To make the public service both "innovative and agile," the budget outlines investments in some areas of the bureaucracy, while delivering cuts to others. 

The Liberal plan aims to get rid of inefficient systems, wasteful spending obsolete initiatives. To that end, the budget proposes cutting $221 million in professional services, travel and government advertising, starting this year. 

A cut to "professional services" — also known as consultants — will be welcome news to public service unions, but not so welcome to the thousands of contractors who currently provide services to government, especially in Ottawa. 

"For us that would be perfect," said Robyn Benson, president of the Public Service Alliance of Canada. "We have said, over and over that contract workers and hiring firms to come in is more costly to taxpayers than actually having a person there full time, year round."  

'Obligation to find efficiencies'

"Under the leadership of the President of the Treasury Board, the Government will identify other changes and better align government spending with priorities," according to the budget document.

Treasury Board President Scott Brison will play a critical role in making sure the government's program money is spent efficiently, according to James Moore, former Conservative government industry minister. But Moore said Brison also has to manage the public service that will deliver those programs. 

"The government has an obligation to find efficiencies," said Moore. "The Canadian economy is not growing at a robust pace.

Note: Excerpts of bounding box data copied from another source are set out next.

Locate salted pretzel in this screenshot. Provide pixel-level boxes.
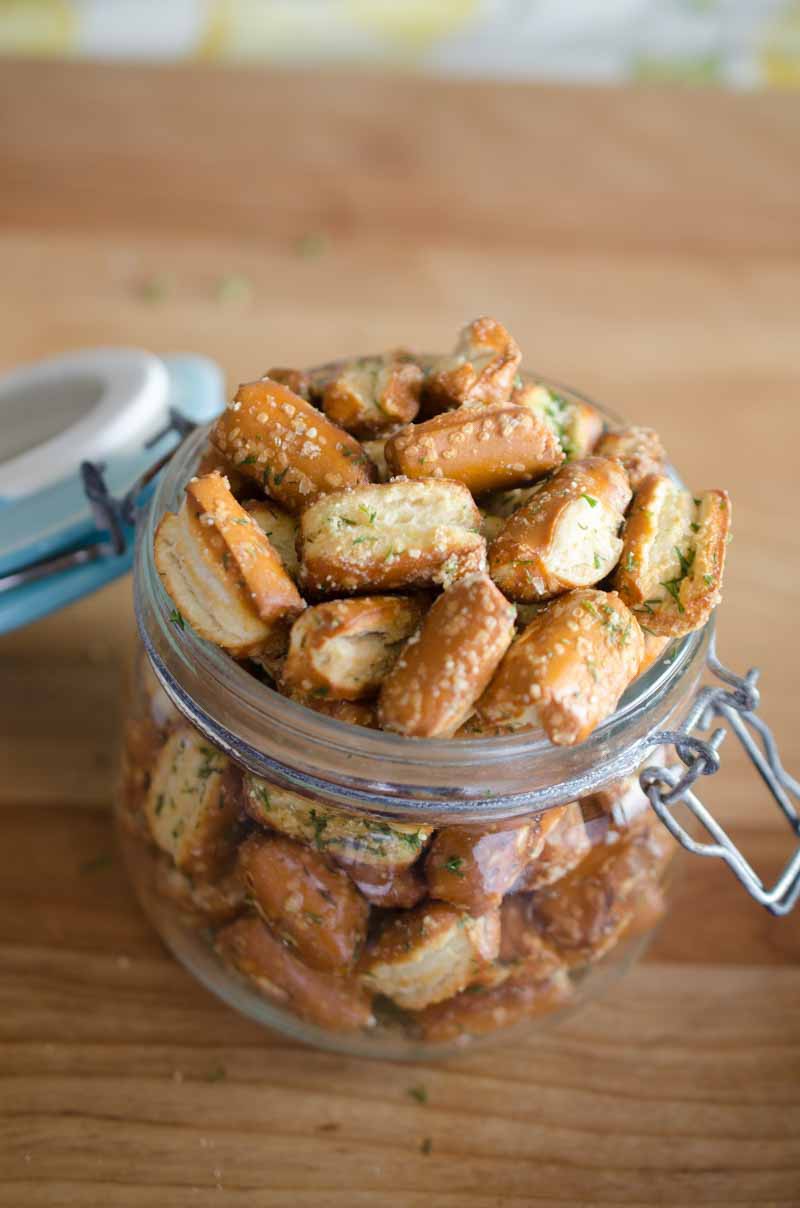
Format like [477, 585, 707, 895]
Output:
[238, 834, 370, 972]
[243, 772, 431, 872]
[144, 726, 239, 877]
[511, 382, 601, 461]
[614, 475, 731, 638]
[489, 458, 631, 602]
[476, 588, 644, 747]
[298, 480, 486, 596]
[211, 378, 375, 512]
[360, 902, 500, 1011]
[423, 316, 522, 416]
[425, 821, 541, 914]
[385, 403, 564, 495]
[323, 353, 424, 437]
[216, 916, 375, 1032]
[378, 574, 515, 738]
[595, 424, 667, 490]
[282, 596, 427, 701]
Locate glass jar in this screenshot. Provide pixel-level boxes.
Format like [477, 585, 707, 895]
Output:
[116, 410, 711, 1058]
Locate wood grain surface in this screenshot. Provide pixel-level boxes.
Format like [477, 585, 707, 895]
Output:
[0, 63, 800, 1208]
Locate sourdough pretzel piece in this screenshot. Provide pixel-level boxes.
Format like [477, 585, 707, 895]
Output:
[239, 835, 370, 972]
[511, 382, 601, 461]
[211, 378, 375, 512]
[243, 772, 431, 872]
[489, 458, 631, 602]
[477, 588, 644, 747]
[155, 474, 305, 657]
[243, 499, 300, 580]
[145, 726, 239, 878]
[385, 403, 564, 495]
[298, 480, 486, 596]
[323, 353, 424, 437]
[216, 917, 375, 1032]
[614, 475, 731, 638]
[531, 824, 662, 965]
[415, 969, 572, 1045]
[595, 425, 667, 490]
[424, 316, 522, 416]
[425, 821, 541, 914]
[361, 902, 500, 1011]
[282, 596, 425, 701]
[378, 575, 515, 738]
[514, 801, 592, 890]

We need to get the economic engine in this country moving in the right direction so we can afford to spend money on things we want to spend money on."

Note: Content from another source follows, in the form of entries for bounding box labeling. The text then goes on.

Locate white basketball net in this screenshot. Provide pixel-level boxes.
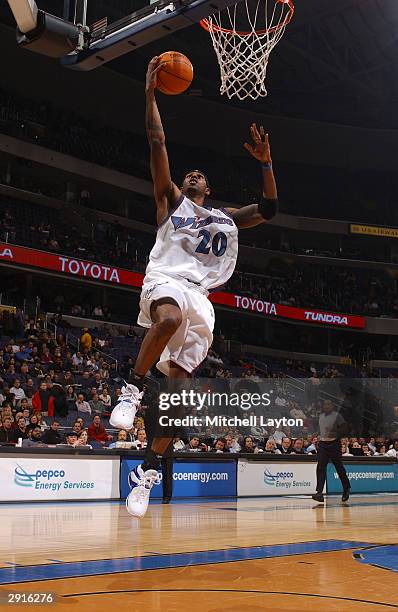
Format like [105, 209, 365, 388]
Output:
[200, 0, 294, 100]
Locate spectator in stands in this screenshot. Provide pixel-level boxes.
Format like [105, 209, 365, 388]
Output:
[278, 437, 292, 455]
[0, 416, 16, 444]
[290, 438, 304, 455]
[305, 436, 319, 455]
[72, 351, 83, 369]
[92, 305, 104, 318]
[14, 417, 28, 441]
[173, 436, 185, 451]
[65, 385, 77, 412]
[25, 413, 41, 434]
[99, 362, 109, 379]
[75, 393, 91, 415]
[22, 427, 45, 448]
[89, 391, 105, 416]
[183, 435, 207, 453]
[240, 436, 255, 453]
[75, 429, 93, 448]
[350, 439, 363, 457]
[20, 408, 30, 425]
[210, 438, 229, 453]
[19, 397, 32, 412]
[65, 431, 77, 446]
[132, 429, 148, 450]
[88, 415, 112, 446]
[341, 441, 352, 457]
[24, 378, 36, 404]
[42, 420, 62, 445]
[108, 429, 128, 448]
[18, 362, 30, 387]
[32, 382, 54, 417]
[40, 346, 54, 365]
[361, 444, 373, 457]
[225, 434, 240, 453]
[24, 319, 39, 340]
[72, 419, 84, 437]
[264, 438, 280, 455]
[99, 386, 112, 411]
[80, 327, 93, 352]
[374, 444, 387, 457]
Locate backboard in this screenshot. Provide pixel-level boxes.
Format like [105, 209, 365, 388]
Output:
[61, 0, 241, 70]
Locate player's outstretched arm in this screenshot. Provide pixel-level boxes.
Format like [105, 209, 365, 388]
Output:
[145, 57, 181, 224]
[227, 123, 278, 229]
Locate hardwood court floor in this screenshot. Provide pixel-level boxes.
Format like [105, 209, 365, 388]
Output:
[0, 495, 398, 612]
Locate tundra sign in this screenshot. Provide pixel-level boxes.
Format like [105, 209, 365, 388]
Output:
[210, 292, 365, 329]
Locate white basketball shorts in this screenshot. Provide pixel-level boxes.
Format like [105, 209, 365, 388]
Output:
[137, 277, 214, 376]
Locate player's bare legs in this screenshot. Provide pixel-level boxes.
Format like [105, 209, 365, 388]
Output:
[134, 298, 183, 378]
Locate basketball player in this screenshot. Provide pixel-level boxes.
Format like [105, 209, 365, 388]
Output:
[110, 57, 278, 517]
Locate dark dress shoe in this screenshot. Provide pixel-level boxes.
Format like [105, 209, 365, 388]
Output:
[341, 489, 350, 501]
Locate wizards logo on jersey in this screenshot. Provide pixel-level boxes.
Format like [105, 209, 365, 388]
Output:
[170, 215, 234, 230]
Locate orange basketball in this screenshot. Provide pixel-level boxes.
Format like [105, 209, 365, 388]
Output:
[157, 51, 193, 96]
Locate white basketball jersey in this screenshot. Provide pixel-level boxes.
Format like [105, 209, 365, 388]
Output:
[144, 195, 238, 290]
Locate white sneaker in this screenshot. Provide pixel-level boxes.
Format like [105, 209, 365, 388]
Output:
[126, 465, 161, 518]
[109, 385, 144, 431]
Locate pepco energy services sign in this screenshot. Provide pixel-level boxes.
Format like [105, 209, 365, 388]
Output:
[0, 242, 365, 329]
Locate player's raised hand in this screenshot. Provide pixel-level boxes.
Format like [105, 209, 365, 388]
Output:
[146, 55, 160, 92]
[243, 123, 272, 164]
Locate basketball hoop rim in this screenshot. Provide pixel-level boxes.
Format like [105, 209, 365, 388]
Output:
[199, 0, 294, 37]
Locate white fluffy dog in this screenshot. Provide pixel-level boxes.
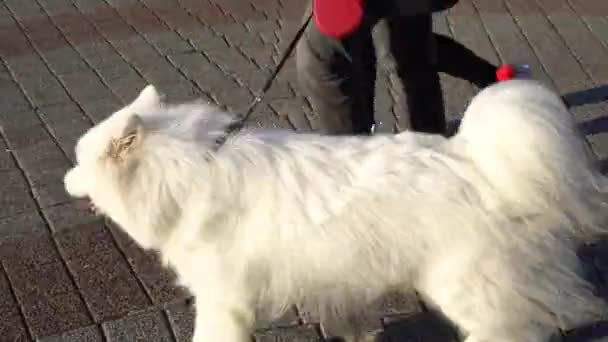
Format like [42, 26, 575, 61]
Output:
[65, 81, 607, 342]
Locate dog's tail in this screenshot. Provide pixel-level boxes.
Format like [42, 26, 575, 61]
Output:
[457, 80, 608, 236]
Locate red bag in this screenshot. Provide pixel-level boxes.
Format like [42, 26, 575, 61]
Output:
[312, 0, 363, 39]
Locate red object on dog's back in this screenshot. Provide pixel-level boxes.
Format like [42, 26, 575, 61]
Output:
[312, 0, 363, 39]
[496, 64, 515, 81]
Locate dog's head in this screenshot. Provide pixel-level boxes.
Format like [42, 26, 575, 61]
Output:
[64, 86, 161, 235]
[64, 85, 239, 247]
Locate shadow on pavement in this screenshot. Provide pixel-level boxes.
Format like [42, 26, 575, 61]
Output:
[562, 85, 608, 107]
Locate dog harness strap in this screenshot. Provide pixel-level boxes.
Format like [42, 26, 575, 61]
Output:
[312, 0, 363, 39]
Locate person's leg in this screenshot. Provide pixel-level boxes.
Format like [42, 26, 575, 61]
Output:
[434, 34, 498, 88]
[387, 14, 446, 134]
[296, 2, 375, 134]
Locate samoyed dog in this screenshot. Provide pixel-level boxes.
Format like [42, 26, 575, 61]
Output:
[65, 80, 608, 342]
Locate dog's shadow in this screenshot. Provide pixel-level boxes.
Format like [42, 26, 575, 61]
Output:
[344, 240, 608, 342]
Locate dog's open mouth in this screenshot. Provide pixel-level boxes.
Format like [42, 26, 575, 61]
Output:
[88, 198, 102, 216]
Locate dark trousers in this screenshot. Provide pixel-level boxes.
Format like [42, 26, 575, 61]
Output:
[297, 5, 496, 134]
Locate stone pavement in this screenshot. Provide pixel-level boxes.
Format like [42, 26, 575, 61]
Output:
[0, 0, 608, 342]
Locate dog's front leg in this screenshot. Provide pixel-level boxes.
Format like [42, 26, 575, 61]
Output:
[192, 296, 253, 342]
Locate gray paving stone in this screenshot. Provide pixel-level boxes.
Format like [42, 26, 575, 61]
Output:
[0, 211, 49, 240]
[4, 0, 44, 19]
[41, 46, 89, 75]
[76, 40, 124, 69]
[36, 325, 104, 342]
[17, 71, 71, 107]
[82, 96, 124, 123]
[40, 0, 73, 15]
[3, 121, 51, 150]
[59, 70, 112, 103]
[0, 170, 36, 217]
[0, 268, 31, 341]
[0, 79, 31, 113]
[2, 235, 91, 337]
[14, 138, 71, 187]
[32, 181, 72, 209]
[5, 53, 49, 80]
[107, 228, 190, 304]
[103, 312, 174, 342]
[0, 110, 41, 135]
[42, 202, 103, 233]
[473, 0, 553, 86]
[507, 0, 592, 92]
[166, 304, 196, 342]
[146, 31, 194, 55]
[56, 223, 150, 324]
[0, 139, 16, 174]
[537, 0, 608, 84]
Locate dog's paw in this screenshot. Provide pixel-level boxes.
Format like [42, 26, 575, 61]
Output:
[63, 167, 88, 198]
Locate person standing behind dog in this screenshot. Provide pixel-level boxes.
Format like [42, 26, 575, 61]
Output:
[296, 0, 513, 134]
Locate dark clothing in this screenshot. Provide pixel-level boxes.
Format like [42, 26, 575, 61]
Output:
[297, 0, 496, 134]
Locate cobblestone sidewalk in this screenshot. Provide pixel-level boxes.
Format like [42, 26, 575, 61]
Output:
[0, 0, 608, 342]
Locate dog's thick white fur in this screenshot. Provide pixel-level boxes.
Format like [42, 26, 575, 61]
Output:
[65, 81, 606, 342]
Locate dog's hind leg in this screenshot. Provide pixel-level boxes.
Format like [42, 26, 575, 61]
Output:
[192, 300, 251, 342]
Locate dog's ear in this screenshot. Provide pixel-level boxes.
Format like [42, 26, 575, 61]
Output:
[131, 84, 162, 112]
[108, 114, 144, 161]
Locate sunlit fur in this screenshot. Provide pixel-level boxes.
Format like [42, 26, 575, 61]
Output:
[65, 81, 607, 342]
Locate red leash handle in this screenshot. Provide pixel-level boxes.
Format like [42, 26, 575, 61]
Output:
[312, 0, 363, 39]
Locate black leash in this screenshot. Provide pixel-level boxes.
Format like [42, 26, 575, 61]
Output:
[217, 13, 312, 148]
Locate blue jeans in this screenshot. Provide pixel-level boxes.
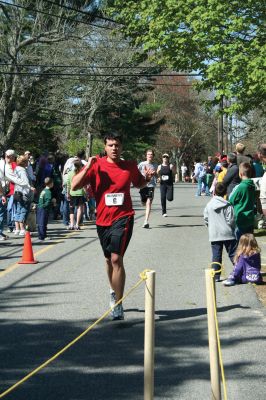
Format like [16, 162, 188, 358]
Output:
[0, 196, 6, 235]
[235, 226, 254, 242]
[14, 200, 30, 222]
[60, 194, 69, 225]
[196, 177, 202, 196]
[7, 195, 15, 231]
[37, 208, 49, 240]
[211, 239, 237, 277]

That task includes streamlining and sharing services between departments including: human resources, finance and information technology.

But Benson notes if the government plans to enhance programs such as employment insurance and food inspection services, it will need to do some hiring. 

"If you're going to enhance systems, you have to have people to do that. This government seems to have put money into those programs, but have they also put the money into the corresponding human resources? I think that's where the gap is right now," said Benson. 

Some other highlights:

  • The budget proposes significantly lowering annual operating costs for government, but it will spend $75.2 million over two years to make that transformation happen. 
  • Shared Services Canada has already begun consolidating many information technology programs for the government. In this budget, more money would go to that department: $383.8 million over the next two years to "support the transformation of government IT systems, data centres and telecommunications networks."
  • There's also money to improve the government's IT security, with a proposal of $77.4 million over five years to implement new security measures.
  • The Canada Revenue Agency will need to invest in workers if it's going to improve client services. The budget proposes $185.8 million over five years to reduce wait times for calls to CRA and provide better client services. 
  • The budget reiterates the government's commitment to collective bargaining and states it will not make any unilateral changes to sick leave.